International Mathematical Olympiad

July 17, 2009

The Standard Prelude makes tasks like this easy; we will use list-of (fold-of), sum, square, digits, ilog and permutations.

The first task is just a list comprehension that generates three-digit numbers and tests them for the required properties:

> (list-of n
    (n range 100 1000)
    (zero? (modulo n 11))
    (= (/ n 11)
       (sum (map square (digits n)))))
(550 803)

The second task calls for us to dissect a number and stitch it back together, looping until we find the answer:

> (let loop ((n 6))
    (let ((m (+ (* 6 (expt 10 (ilog 10 n))) (quotient n 10))))
      (if (= (* 4 n) m) n
        (loop (+ n 10)))))

The third task is a bit harder. In-position and two-consecutive count the number of contestants in the specified positions; the list comprehension loops over the permutations of (A B C D E), testing each one.

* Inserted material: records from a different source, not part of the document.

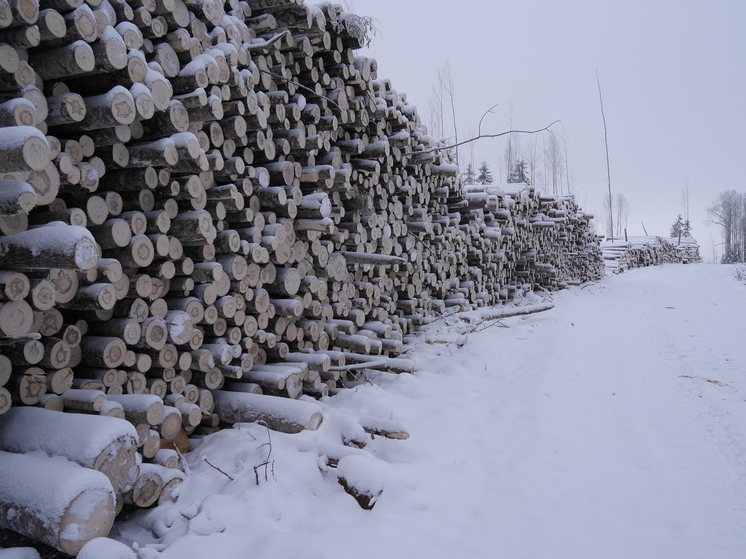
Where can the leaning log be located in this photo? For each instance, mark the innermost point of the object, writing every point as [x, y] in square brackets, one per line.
[105, 444]
[54, 501]
[280, 414]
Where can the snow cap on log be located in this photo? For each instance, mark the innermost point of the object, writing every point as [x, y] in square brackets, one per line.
[103, 443]
[99, 548]
[280, 414]
[55, 245]
[54, 501]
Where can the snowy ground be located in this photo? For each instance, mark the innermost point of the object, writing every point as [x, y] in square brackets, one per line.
[612, 426]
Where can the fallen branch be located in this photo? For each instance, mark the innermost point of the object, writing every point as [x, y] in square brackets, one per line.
[493, 314]
[482, 136]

(define (in-position actual predicted)
  (let loop ((a actual) (p predicted) (n 0))
    (cond ((null? a) n)
          ((equal? (car a) (car p))
            (loop (cdr a) (cdr p) (+ n 1)))
          (else (loop (cdr a) (cdr p) n)))))

(define (two-consecutive actual predicted)
  (let loop ((a actual) (p predicted) (n 0))
    (cond ((or (null? a) (null? p)) n)
          ((null? (cdr p)) n)
          ((null? (cdr a))
            (loop actual (cdr p) n))
          ((and (equal? (car a) (car p))
                (equal? (cadr a) (cadr p)))
            (loop (cddr a) p (+ n 1)))
          (else (loop (cdr a) p n)))))

> (list-of p
    (p in (permutations '(a b c d e)))
    (= (in-position p '(a b c d e)) 0)
    (= (two-consecutive p '(a b c d e)) 0)
    (= (in-position p '(d a e c b)) 2)
    (= (two-consecutive p '(d a e c b)) 2))
((e d a c b))

You can run the suggested solution at


Pages: 1 2

8 Responses to “International Mathematical Olympiad”

  1. iyo said

    Hi, thanks for problems. I think they are really simple to solve (you can use brute force to solve them without any difficulties :-)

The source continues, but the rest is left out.